Naar cookie instellingen Hoofdinhoud Hoofdnavigatie

Waar waren de vrouwen?

  • 18 juni 2024
Banner image

Vrouwen speelden vaak een belangrijke rol in familiebedrijven, maar in de bedrijfsgeschiedenis is daar opvallend weinig van terug te vinden. Wat deden zij precies? Waarom werkten ze in het ene bedrijf wel mee en in het andere niet? En hoe werden zij voorbereid op een rol in het familiebedrijf?

Op vrijdagmiddag 1 december 2023 organiseerde de Stichting Bedrijfsgeschiedenis, een netwerk voor bedrijfshistorisch onderzoek verbonden aan de Universiteit Utrecht, een studiemiddag over deze onderbelichte kant van de bedrijfsgeschiedenis: de verhulde rol van vrouwen.

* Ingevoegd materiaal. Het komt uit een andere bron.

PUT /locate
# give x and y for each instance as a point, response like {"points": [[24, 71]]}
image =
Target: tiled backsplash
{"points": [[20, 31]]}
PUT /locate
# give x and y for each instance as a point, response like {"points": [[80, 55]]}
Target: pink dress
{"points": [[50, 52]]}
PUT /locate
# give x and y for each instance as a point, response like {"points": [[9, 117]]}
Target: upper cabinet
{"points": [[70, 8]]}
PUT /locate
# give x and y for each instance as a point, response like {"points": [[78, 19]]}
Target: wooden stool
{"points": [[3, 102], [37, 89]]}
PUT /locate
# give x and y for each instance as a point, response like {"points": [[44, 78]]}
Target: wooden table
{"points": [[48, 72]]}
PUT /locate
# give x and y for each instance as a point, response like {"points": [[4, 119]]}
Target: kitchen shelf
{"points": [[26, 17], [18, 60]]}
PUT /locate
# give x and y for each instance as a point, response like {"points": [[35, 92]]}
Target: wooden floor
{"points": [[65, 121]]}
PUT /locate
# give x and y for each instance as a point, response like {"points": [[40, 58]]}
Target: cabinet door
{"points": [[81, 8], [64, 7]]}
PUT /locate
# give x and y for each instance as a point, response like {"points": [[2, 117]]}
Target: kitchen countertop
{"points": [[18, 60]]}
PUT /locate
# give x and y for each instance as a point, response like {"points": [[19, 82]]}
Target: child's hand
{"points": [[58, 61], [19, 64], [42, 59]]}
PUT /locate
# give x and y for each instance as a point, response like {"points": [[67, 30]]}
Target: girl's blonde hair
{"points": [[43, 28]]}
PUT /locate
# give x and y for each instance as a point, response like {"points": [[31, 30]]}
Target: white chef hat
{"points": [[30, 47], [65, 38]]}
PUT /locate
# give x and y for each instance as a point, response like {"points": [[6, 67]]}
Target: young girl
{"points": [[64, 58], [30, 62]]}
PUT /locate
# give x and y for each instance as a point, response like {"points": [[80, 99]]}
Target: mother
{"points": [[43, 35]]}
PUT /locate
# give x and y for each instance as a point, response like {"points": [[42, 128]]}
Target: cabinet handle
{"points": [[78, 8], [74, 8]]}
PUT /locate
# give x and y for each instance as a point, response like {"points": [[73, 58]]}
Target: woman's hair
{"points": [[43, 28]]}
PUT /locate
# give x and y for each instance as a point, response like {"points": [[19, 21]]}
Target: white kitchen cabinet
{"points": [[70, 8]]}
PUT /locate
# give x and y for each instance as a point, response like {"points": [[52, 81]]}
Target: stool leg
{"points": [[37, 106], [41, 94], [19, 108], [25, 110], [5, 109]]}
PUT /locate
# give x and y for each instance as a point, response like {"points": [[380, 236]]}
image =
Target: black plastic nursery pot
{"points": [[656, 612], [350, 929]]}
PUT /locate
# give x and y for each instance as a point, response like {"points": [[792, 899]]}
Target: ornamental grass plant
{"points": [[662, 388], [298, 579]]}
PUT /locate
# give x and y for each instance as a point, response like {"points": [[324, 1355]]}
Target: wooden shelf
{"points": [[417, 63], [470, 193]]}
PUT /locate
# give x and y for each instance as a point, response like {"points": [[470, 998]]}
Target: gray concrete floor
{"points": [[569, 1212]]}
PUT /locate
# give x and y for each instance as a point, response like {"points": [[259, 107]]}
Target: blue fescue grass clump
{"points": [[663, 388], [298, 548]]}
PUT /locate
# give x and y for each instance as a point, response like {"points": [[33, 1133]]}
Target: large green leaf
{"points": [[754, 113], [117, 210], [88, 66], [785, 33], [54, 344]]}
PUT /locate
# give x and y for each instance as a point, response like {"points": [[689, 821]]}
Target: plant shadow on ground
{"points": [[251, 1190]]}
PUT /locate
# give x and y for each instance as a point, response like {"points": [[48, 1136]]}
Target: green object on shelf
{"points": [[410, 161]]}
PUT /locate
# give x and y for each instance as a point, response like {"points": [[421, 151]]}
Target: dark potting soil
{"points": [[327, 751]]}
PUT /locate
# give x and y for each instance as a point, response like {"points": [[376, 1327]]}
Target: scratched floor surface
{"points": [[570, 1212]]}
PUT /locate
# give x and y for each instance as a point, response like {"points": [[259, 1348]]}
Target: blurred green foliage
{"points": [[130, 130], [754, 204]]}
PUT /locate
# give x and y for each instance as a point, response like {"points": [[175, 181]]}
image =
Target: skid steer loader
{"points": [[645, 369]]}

Gender en familiebedrijven in historisch perspectief

Tijdens de middag presenteerden drie bedrijfshistorici hun onderzoek. Selin Dilli sprak over de diversiteit van vrouwelijk ondernemerschap in Nederland tussen 1899 en 2020. Joke Mooij onderzocht vrouwen in de financiële sector in de periode 1900–1940. Promovenda Claudia Hacke presenteerde de eerste resultaten van haar promotieonderzoek naar familiebedrijven en gendergelijkheid in Nederland (1900–2020). Claudia onderzoekt of specifieke kenmerken van familiebedrijven, in vergelijking met niet-familiebedrijven, tot verschillende uitkomsten leiden op het gebied van gendergelijkheid op de werkvloer. Ze bekijkt dit in historisch perspectief, om te begrijpen hoe deze kenmerken de positie van vrouwen op verschillende manieren hebben beïnvloed – afhankelijk van de maatschappelijke context.

Bivalente kenmerken

In de familiebedrijfskunde is vaak sprake van zogenaamde bivalente kenmerken: eigenschappen die zowel een voordeel als een nadeel kunnen zijn. Een voorbeeld is de hoge solvabiliteit van familiebedrijven. Doordat winsten vaak worden teruggeïnvesteerd, beschikken zij over veel eigen vermogen – het zogeheten ‘geduldig kapitaal’. Hierdoor hoeven investeringen niet snel te renderen en is er geen druk van externe aandeelhouders. Tegelijkertijd kan deze voorzichtigheid leiden tot een risico-averse houding, waardoor innovatie afneemt. Het is wellicht geen toeval dat juist deze bivalente kenmerken ook naar voren komen in Claudia’s onderzoek naar vrouwen in familiebedrijven.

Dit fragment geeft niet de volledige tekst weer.